I have a wonderful daughter who I love more than life itself.

I have been a Stay-at-Home-Mom since my daughter was born. In school I advocated for my daughter to get a full assessment (and subsequently, an IEP) due to numerous symptoms including inattentive behavior, difficulty processing instructions, and poor short term memory. Brielle was diagnosed with Attention Deficit Hyperactivity Disorder (ADHD) and Sensory Processing Disorder (SPD). I decided to homeschool her to give her the support that she needs. My daughter has made huge strides, and I’m so proud to be her mother. I’m proud to say that I kept my promise to end the cycle of abuse.

I went no contact with my mother two years ago. I did not want to subject my daughter to the same pain, confusion, and heartbreak that I went through. Brielle needs to know that love isn’t something that ebbs and flows based on a person’s whim. It is something that is everlasting, and a mother’s love should be unconditional.

My entire childhood was spent feeling my identity was taking care of my mother.

I managed to break free from that, but somewhere along the way I forgot who I was besides being a wife and mother. I wanted to have something that I did which was separate from those two roles and just for me.

not all scars are physical

Very few people knew about my abuse, and it was typically glossed over because people felt uncomfortable about it. I decided that I wanted to reach out to foundations for abuse survivors and use my love of writing to try and help others. What started out as writing about abuse for monthly newsletters soon turned into my blog.

I always felt that what my mom did to me was wrong. It took adulthood to grasp that what she was doing was emotional child abuse.

Emotional/psychological abuse is often taboo and harder to recognize by others because the scars are internal.

There needs to be more light shined on emotional and psychological child abuse. The lack of openness and education about this made it easier to see my mother as a wacko rather than to see her as abusive. There isn’t enough widespread knowledge about the various cycles of abuse. There are numerous ways abuse can rear its ugly head.

For most of my life, I felt intense shame about what happened to me. I felt scared and anxious all the time. I went to numerous therapists to figure out how to get “fixed.” I tried medication, hypnosis, brainspotting, Cognitive Behavioral Therapy and Somatic Experiencing.

Different therapists told me that I needed to accept myself to heal and grow. This made no sense to me, and I felt frustrated and confused. How could I accept myself and change at the same time?

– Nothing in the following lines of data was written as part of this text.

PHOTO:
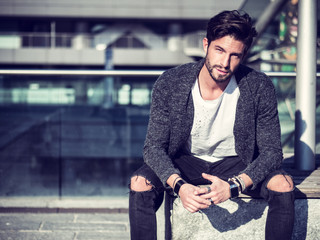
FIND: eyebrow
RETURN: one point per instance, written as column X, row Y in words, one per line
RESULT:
column 234, row 54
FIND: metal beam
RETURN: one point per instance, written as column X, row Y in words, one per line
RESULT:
column 305, row 116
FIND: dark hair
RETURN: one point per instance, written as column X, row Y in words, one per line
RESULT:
column 234, row 24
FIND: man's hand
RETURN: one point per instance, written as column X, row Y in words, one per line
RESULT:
column 191, row 200
column 220, row 190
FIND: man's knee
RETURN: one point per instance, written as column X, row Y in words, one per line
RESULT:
column 281, row 183
column 140, row 184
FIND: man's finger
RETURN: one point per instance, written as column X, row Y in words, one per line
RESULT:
column 208, row 177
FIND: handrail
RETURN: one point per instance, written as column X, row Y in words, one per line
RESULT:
column 112, row 72
column 83, row 72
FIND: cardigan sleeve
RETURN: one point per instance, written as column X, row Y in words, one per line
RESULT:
column 268, row 134
column 156, row 145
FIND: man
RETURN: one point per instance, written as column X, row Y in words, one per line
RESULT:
column 214, row 122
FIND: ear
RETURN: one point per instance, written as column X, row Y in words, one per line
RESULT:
column 205, row 45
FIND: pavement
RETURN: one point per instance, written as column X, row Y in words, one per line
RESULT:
column 49, row 218
column 64, row 226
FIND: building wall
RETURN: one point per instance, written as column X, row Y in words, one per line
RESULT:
column 149, row 9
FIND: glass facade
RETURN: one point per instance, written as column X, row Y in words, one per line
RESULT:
column 71, row 136
column 83, row 135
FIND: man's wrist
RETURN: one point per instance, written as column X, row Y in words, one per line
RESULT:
column 234, row 188
column 178, row 185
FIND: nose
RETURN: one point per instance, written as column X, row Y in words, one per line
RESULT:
column 225, row 61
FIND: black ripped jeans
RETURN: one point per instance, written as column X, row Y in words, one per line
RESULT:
column 143, row 205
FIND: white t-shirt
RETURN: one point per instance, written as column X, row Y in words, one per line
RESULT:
column 211, row 137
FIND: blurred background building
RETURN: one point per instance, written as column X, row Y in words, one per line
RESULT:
column 72, row 130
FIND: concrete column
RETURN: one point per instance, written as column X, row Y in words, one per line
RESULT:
column 175, row 37
column 305, row 121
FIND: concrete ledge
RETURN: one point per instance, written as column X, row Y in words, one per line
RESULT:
column 240, row 219
column 52, row 204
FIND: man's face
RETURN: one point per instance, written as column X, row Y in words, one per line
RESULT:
column 223, row 56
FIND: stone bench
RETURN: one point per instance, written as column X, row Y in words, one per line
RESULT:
column 245, row 217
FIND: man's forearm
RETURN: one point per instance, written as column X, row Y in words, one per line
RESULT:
column 247, row 180
column 172, row 180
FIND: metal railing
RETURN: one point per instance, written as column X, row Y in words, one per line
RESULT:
column 112, row 72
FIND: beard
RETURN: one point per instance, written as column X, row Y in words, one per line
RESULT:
column 219, row 78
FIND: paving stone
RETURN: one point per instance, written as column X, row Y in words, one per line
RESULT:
column 103, row 235
column 55, row 226
column 36, row 235
column 16, row 223
column 102, row 218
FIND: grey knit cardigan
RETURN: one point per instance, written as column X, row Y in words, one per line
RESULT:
column 256, row 129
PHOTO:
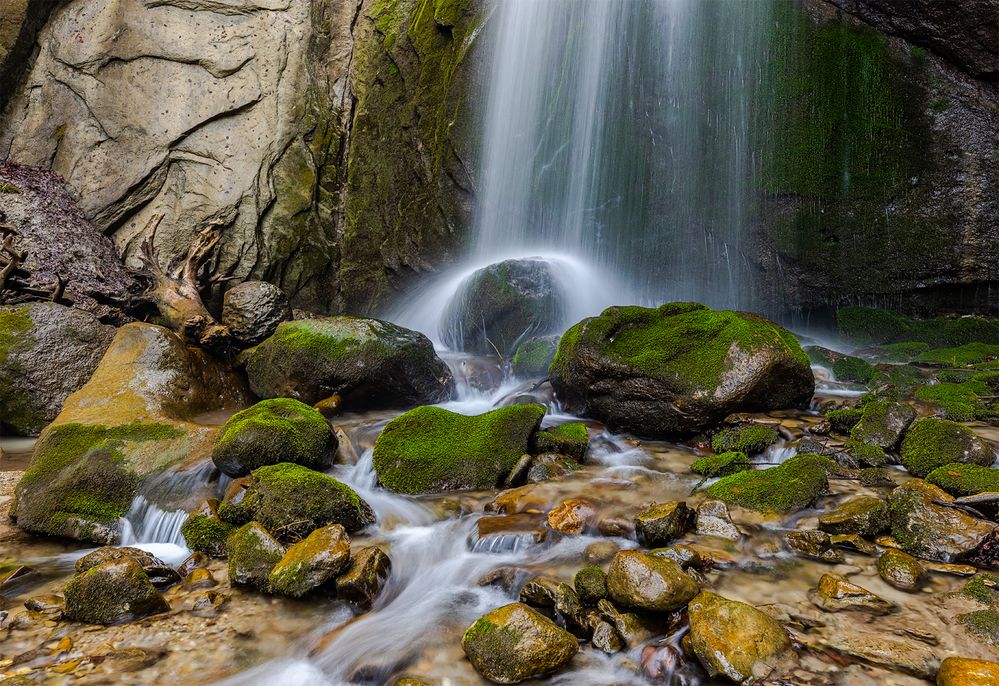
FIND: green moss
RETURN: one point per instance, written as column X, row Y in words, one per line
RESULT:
column 750, row 439
column 720, row 465
column 430, row 449
column 788, row 487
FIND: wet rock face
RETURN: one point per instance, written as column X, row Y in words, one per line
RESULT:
column 47, row 352
column 503, row 305
column 676, row 370
column 252, row 311
column 369, row 363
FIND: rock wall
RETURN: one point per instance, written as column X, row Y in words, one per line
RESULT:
column 323, row 133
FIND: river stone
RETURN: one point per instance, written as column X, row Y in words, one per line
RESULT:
column 935, row 532
column 835, row 593
column 363, row 580
column 514, row 643
column 502, row 305
column 134, row 420
column 883, row 423
column 312, row 562
column 864, row 515
column 112, row 592
column 272, row 431
column 932, row 443
column 677, row 369
column 159, row 572
column 252, row 310
column 734, row 639
column 293, row 501
column 252, row 552
column 963, row 671
column 900, row 570
column 646, row 582
column 430, row 449
column 47, row 352
column 369, row 363
column 660, row 524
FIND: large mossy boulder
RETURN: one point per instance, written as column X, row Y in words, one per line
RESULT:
column 429, row 449
column 502, row 305
column 790, row 486
column 112, row 592
column 514, row 643
column 931, row 443
column 133, row 419
column 47, row 352
column 273, row 431
column 293, row 501
column 369, row 363
column 734, row 639
column 678, row 369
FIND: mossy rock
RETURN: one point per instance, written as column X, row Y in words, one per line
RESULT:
column 751, row 439
column 677, row 369
column 430, row 450
column 369, row 363
column 571, row 440
column 533, row 356
column 502, row 305
column 788, row 487
column 112, row 592
column 273, row 431
column 292, row 501
column 932, row 443
column 724, row 464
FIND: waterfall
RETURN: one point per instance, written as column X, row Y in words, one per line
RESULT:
column 620, row 132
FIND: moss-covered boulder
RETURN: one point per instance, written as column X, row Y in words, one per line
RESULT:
column 927, row 529
column 47, row 352
column 677, row 369
column 932, row 443
column 272, row 431
column 790, row 486
column 514, row 643
column 293, row 501
column 369, row 363
column 751, row 439
column 533, row 357
column 647, row 582
column 112, row 592
column 724, row 464
column 133, row 419
column 733, row 639
column 311, row 562
column 252, row 553
column 429, row 449
column 204, row 531
column 569, row 439
column 502, row 305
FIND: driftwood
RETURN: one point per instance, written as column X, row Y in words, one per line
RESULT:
column 175, row 290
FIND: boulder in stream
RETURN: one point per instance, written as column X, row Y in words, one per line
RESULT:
column 369, row 363
column 677, row 369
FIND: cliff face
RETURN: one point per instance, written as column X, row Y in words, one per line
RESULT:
column 324, row 134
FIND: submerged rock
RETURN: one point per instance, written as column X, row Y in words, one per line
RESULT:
column 677, row 369
column 932, row 443
column 735, row 639
column 293, row 501
column 501, row 305
column 646, row 582
column 112, row 592
column 273, row 431
column 430, row 449
column 252, row 310
column 367, row 362
column 514, row 643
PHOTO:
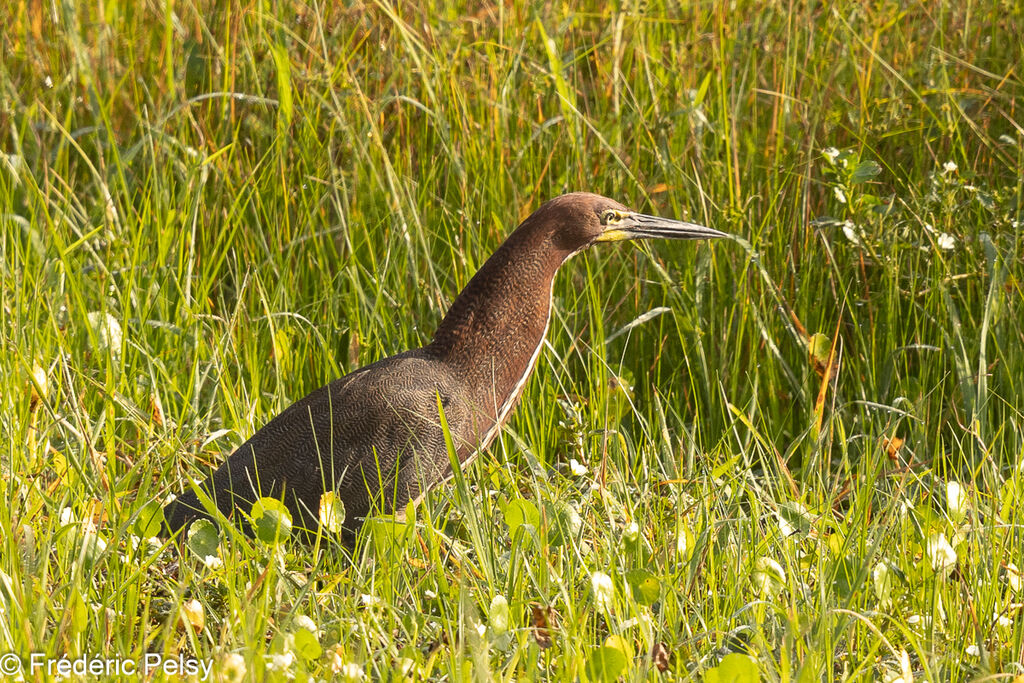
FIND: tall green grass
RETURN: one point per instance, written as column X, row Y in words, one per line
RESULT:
column 797, row 455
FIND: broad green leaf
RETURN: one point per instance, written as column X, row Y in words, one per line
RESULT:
column 734, row 668
column 271, row 521
column 203, row 539
column 865, row 171
column 645, row 586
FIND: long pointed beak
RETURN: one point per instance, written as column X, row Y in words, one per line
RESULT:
column 642, row 226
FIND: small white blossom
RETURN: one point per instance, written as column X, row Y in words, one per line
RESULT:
column 281, row 662
column 304, row 622
column 369, row 600
column 604, row 590
column 940, row 553
column 682, row 542
column 851, row 232
column 108, row 331
column 351, row 672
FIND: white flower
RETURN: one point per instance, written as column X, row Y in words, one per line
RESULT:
column 194, row 612
column 108, row 331
column 604, row 590
column 941, row 554
column 351, row 672
column 281, row 662
column 307, row 624
column 682, row 543
column 956, row 501
column 851, row 232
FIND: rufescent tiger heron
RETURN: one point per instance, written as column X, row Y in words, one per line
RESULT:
column 375, row 436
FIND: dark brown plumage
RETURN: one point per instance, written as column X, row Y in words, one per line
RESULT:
column 374, row 435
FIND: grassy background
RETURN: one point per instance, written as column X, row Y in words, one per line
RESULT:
column 809, row 453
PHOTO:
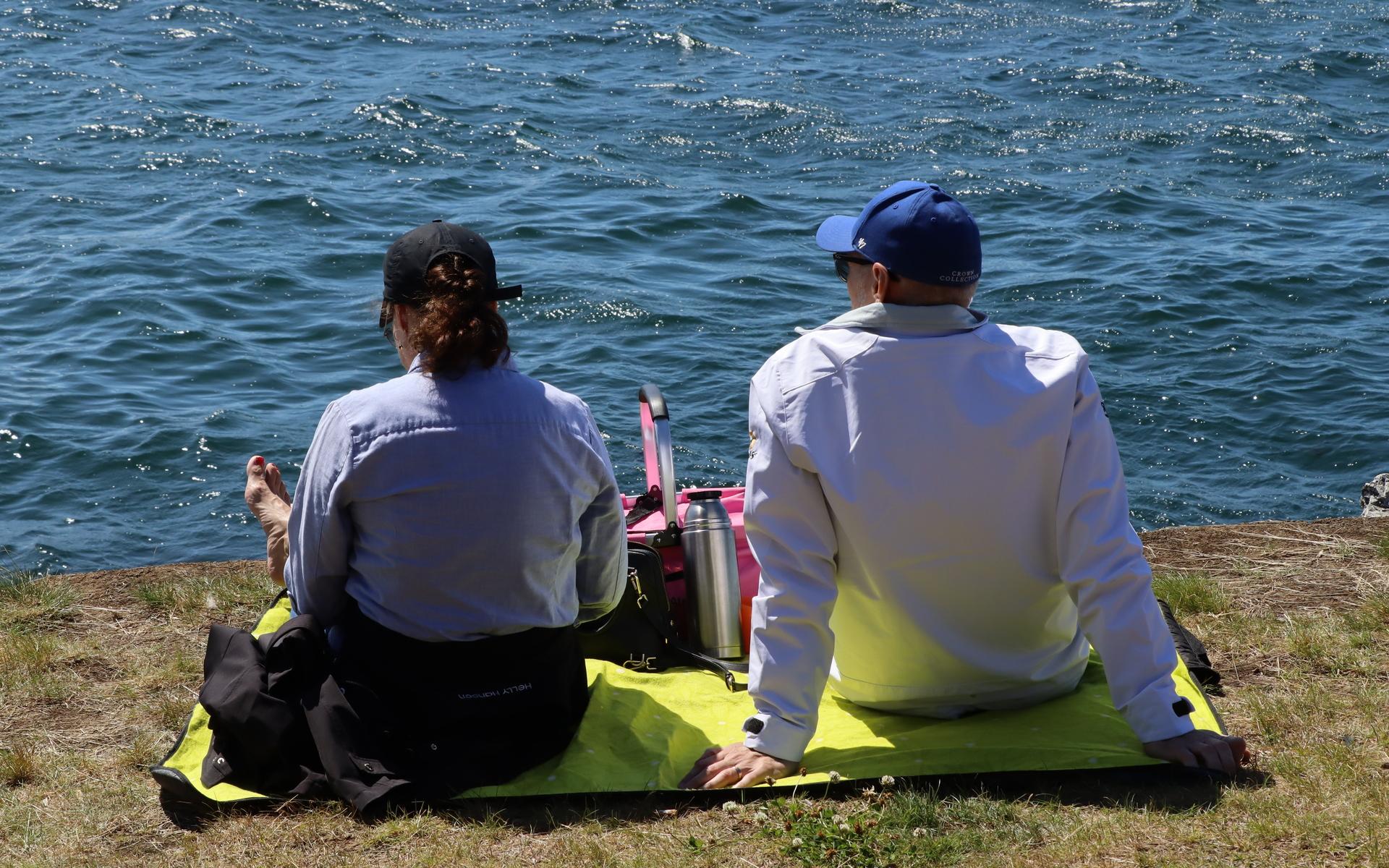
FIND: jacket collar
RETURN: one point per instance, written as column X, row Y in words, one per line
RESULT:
column 907, row 320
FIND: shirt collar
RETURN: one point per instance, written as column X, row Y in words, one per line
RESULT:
column 907, row 318
column 506, row 363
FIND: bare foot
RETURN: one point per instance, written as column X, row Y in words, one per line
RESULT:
column 268, row 501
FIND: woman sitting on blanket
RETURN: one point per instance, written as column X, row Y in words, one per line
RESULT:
column 448, row 531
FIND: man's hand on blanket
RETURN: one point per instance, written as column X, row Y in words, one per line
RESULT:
column 1202, row 749
column 735, row 765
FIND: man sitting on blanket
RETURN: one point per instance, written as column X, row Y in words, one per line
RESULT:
column 938, row 507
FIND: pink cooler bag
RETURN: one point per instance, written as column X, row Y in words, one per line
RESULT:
column 655, row 516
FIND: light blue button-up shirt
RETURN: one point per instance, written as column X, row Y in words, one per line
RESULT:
column 453, row 509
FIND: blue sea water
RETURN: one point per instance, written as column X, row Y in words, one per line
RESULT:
column 196, row 197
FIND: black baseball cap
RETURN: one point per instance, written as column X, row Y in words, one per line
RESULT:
column 415, row 252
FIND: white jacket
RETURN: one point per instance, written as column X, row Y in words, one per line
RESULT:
column 938, row 503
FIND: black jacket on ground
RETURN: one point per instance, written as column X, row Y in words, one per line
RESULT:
column 391, row 720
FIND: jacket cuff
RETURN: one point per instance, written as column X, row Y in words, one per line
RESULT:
column 1159, row 712
column 777, row 738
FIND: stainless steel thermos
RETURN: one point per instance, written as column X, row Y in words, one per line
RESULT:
column 712, row 588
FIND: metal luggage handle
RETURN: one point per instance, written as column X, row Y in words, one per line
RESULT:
column 659, row 454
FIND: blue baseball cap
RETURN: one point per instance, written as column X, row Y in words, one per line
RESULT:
column 916, row 229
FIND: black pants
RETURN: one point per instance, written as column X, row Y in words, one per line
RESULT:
column 460, row 714
column 389, row 720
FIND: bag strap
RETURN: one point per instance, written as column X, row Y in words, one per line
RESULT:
column 688, row 656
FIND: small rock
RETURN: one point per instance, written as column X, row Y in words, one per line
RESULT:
column 1374, row 498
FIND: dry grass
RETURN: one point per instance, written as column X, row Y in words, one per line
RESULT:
column 98, row 671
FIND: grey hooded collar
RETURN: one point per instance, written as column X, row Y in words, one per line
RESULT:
column 907, row 320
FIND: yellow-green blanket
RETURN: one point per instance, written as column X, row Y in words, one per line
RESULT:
column 643, row 731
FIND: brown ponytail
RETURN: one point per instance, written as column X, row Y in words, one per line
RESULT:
column 456, row 326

One day a lightbulb went off in my head.

I realized that I needed to show compassion to all parts of myself and accept that the damage that was done to me was not my fault. I finally understood that anxiety and fear does not define me. Just as my daughter’s ADHD and SPD do not define her, my anxiety and fears do not define me. I am defined by the person that I am. I am proud of the person that I am. That is something that can never be taken away from me.

I am sharing my story because I want to take my horrific past and use it to support and help others. My hope is that something good can come out of something terrible. It doesn’t make what happened to me any better. I am taking control over my life by speaking about it.

Many cannot relate to what I endured, and I am glad for those who are unable to do so. That said, all of us have gone through some sort of trauma. I want you to know that you aren’t alone. We don’t get to rewrite our past, but we get to decide our present and future.

Emotional and psychological abuse leave scars that only their victims can see. They are there nonetheless. I hope reading my story will encourage you to reach out and tell someone yours. With advocacy and awareness, we can give a voice to those invisible scars.